O novo modelo de tributação sobre consumo no Brasil, introduzido pela Emenda Constitucional n. 132/2023, foi objeto do Ciclo de Debates sobre a Reforma Tributária, realizado pela Escola de Magistratura Federal da 1ª Região (Esmaf/TRF1) na Seção Judiciária de Goiás (SJGO) nos dias 23 e 24/9.
O objetivo do evento foi o de formar magistrados dos 13 estados que compõem a Justiça Federal da 1ª Região que, ao longo do período de transição e de aprovação das leis complementares do novo sistema tributário, julgarão processos referentes ao tema que impactam todos os contribuintes brasileiros.
Na abertura, o juiz federal diretor do Foro da SJGO, Marcos Silva Rosa, agradeceu a escolha de Goiás como sede de um evento com temas desafiadores para a Justiça Federal e destacou “os dois dias de intensas atividades” num contexto desafiante como o da reforma tributária e dos aprendizados que ela demanda.
Em seguida, o diretor da Esmaf/TRF1, desembargador federal Jamil de Jesus Oliveira, destacou que o fato de a Emenda Constitucional 132 já estar em vigor é o principal motivo para se discutir assuntos decorrentes da reforma, pois traz inquietação aos contribuintes e aos entes tributantes. “A Justiça Federal tem uma especial preocupação em tudo isso, pela concentração, no âmbito de sua competência, das discussões dos atos do comitê gestor do imposto sobre bens e serviços, imposto que substituirá, no tempo próprio, – os tributos relacionados aos estados e aos municípios –”, explicou o magistrado.

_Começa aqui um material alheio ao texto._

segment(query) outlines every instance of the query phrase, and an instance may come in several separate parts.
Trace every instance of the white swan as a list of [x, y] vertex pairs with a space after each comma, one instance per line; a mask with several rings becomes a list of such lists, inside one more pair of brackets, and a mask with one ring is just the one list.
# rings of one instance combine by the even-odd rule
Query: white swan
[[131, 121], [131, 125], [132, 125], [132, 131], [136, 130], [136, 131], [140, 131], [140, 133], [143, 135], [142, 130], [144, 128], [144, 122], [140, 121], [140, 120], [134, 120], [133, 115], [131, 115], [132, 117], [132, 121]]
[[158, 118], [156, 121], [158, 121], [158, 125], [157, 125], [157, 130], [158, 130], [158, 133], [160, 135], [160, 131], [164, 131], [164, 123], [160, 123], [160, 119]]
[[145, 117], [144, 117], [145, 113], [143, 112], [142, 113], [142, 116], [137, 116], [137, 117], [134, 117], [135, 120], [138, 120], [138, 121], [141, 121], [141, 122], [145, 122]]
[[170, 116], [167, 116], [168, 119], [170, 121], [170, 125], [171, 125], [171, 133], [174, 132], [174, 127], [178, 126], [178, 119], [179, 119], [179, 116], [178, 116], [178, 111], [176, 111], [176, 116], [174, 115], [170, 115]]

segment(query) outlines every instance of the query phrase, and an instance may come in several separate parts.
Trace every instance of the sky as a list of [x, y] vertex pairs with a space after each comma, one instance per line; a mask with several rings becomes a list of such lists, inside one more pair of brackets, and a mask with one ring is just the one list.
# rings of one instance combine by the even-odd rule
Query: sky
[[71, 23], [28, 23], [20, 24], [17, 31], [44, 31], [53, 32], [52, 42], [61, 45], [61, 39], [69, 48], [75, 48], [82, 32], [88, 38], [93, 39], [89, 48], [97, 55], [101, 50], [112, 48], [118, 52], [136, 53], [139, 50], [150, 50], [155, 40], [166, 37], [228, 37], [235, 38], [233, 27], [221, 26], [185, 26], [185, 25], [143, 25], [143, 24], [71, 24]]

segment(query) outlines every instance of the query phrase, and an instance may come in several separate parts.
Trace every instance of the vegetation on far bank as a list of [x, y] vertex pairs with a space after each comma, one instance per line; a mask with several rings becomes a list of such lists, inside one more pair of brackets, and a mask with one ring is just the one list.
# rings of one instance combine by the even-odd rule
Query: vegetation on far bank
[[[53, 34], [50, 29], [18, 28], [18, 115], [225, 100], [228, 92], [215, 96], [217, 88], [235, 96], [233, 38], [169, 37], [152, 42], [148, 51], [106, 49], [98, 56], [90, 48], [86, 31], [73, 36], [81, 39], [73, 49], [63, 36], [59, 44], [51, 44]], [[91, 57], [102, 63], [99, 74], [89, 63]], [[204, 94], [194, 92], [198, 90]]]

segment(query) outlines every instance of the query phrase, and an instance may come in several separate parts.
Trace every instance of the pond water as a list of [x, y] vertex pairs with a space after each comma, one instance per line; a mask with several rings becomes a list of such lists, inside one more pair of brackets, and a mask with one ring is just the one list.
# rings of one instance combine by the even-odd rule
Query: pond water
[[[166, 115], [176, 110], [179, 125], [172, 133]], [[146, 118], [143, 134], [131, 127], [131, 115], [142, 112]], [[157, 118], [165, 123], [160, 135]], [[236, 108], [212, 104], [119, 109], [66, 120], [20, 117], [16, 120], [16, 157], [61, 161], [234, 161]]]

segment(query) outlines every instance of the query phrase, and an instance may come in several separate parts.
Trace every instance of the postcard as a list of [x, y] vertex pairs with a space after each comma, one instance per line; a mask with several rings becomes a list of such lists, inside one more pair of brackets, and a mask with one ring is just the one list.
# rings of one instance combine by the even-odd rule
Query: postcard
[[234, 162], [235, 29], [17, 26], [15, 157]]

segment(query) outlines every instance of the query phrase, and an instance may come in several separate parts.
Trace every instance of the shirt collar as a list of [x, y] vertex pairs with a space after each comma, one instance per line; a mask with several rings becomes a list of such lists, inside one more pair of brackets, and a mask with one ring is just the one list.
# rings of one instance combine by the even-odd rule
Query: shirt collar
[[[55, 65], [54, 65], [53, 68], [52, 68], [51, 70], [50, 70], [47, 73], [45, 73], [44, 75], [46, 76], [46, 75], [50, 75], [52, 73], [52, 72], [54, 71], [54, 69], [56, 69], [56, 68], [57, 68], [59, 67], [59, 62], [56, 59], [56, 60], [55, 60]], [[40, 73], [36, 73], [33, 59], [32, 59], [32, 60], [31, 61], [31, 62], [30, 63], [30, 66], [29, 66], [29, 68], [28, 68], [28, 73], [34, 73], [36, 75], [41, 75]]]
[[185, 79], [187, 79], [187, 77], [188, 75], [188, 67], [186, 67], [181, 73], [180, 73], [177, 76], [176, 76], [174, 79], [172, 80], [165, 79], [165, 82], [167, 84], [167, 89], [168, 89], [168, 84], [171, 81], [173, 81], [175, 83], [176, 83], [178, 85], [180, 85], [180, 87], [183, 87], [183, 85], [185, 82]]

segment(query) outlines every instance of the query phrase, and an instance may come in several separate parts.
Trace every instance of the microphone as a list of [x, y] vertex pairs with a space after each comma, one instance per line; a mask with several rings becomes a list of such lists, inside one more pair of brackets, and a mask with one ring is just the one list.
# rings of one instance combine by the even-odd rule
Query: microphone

Já o presidente do TRF1, desembargador federal João Batista Moreira, reforçou a necessidade de ampliar as formações práticas sobre o tema, especialmente a contabilidade tributária. Ele também agradeceu a iniciativa da Esmaf e destacou a relação entre as atividades do ciclo de debates para aprimorar a prestação jurisdicional.
A mesa de honra contou ainda com o corregedor regional da Justiça Federal da 1ª Região, desembargador federal Ney Bello; a vice-diretora da Esmaf, desembargadora federal Maura Moraes Tayer; o secretário-geral da Escola Nacional de Formação e Aperfeiçoamento de Magistrados (Enfam), juiz federal Illan Presser; e o procurador-geral do estado de Goiás, Rafael Arruda, que representou o governador de Goiás, Ronaldo Caiado.
Assista aqui a íntegra da abertura.
Primeiro dia
No primeiro dia de evento foram abordados os problemas do atual sistema tributário brasileiro, comparando-o com outros modelos internacionais. Também foram debatidos os impactos da reforma tributária no Poder Judiciário e as vantagens e os desafios do Split Payment.
Abrindo o primeiro painel, o juiz federal Mateus Pontalti, abordou o tema “Problemas do modelo brasileiro de tributação sobre o consumo: uma comparação do Brasil com o mundo”. O magistrado fez uma análise comparativa entre os modelos de tributação Europeu e Norte-Americano; explicou como funciona o sistema tributário brasileiro atualmente e destacou os principais problemas e as melhorias que a Reforma Tributária poderia proporcionar.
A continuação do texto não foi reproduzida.